Tight Lines Fishing casts the player in the role of either a male or female (non-customizable) avatar who has inherited some land from that mainstay of social game stories, their missing uncle. Said uncle used to be a local fishing legend, but since his disappearance the grounds have fallen into disrepair, so it’s up to the player to continue their uncle’s legacy by cleaning up the land, proving their worth as a fisherman and building up a small fishing village in the process.
The player has several options on which they can spend their limited energy. They can explore the grounds, searching trees and under rocks for materials, money and experience. They can clean up trash piles, which rewards the player with “Junk” resources. They can use their Junk and other materials to craft fishing lures or, upon reaching level 40, food. They can build new structures on their land if they’ve unlocked them. Or they can fish.

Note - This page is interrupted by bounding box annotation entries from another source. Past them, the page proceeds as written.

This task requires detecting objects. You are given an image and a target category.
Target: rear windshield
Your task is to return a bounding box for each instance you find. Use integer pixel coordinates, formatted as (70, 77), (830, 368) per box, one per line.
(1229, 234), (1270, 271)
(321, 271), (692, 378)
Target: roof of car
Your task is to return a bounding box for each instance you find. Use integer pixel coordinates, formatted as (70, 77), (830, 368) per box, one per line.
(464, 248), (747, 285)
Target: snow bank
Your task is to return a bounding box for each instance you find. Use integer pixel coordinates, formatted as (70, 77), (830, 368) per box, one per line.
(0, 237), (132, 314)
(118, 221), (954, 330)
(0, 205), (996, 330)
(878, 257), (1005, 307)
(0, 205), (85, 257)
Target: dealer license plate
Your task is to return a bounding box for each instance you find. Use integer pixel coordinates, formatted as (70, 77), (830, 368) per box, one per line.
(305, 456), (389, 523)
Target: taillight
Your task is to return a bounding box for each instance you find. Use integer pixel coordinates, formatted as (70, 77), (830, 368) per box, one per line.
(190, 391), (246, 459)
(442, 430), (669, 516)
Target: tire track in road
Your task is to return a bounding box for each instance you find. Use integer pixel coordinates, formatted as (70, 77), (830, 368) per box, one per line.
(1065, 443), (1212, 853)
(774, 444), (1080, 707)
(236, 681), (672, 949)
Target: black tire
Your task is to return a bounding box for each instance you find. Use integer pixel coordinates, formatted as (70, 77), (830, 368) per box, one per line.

Fishing is a case of equipping a rod and a lure (both of which may be purchased from the in-game shop, and the latter of which may also be crafted using found materials) and then clicking on a body of water when standing nearby. Initially, the player may only stand on the banks of their land’s river or lake to cast off, but later in the game they get the opportunity to restore an old pier, allowing them to fish in deeper waters. Upon casting off, the silhouette of a fish will be seen approaching the lure, and when it “bites” a small timing-based minigame begins, with an indicator sweeping back and forth across a red and green meter. Players must click the mouse when the indicator is in the green to successfully reel in the fish, with bigger and more valuable fish having a smaller “sweet spot” for success. It’s a simple system that means the player is a little more involved and engaged in the fishing process rather than simply clicking and waiting — and the possibility for failure adds some excitement and tension to the game.
The player is walked through their first few tasks via a tutorial, but before long they are let loose to pursue their tasks as they see fit. As usual, quests populate the left side of the screen, meaning that there are usually several directed tasks on offer to complete at any one time, including building, fishing and crafting challenges. This means that when the player’s energy for fishing and searching runs out, they can spend some time building or crafting instead. Energy does seem to run out a little quickly, but is replenished upon every level up, and its upper limit is also increased every couple of levels, providing a strong incentive for players who want to play more to progress. The energy system is, of course, monetized, allowing paying players to play for longer by purchasing “food” items.
The game is well-monetized all round, in fact. There are plenty of items on offer for non-paying players to purchase using soft currency, but the best items are hard currency-only affairs. These include stronger stat-boosting equipment and even structures which automatically produce resources that the player would otherwise have to expend energy searching for. Many of these are locked behind level gates, however, meaning that the player must progress beyond a certain point before being able to take advantage of these facilities, encouraging gradual progress rather than a “pay to win” scenario.
Tight Lines Fishing is a strong offering that combines fishing and building gameplay to create a satisfying, if slow-paced, experience. Its distinctive visuals, clear tutorials and fun gameplay mean it will likely enjoy some success, though its sedate pace and (arguably) niche subject matter may limit its mass appeal a little. Since the middle of last month, the game has been showing some healthy growth, however. To follow its progress, be sure to check out AppData, our traffic tracking service for social games and developers.
A fun combination of fishing and building gameplay with a broad-ranging, fair monetization strategy.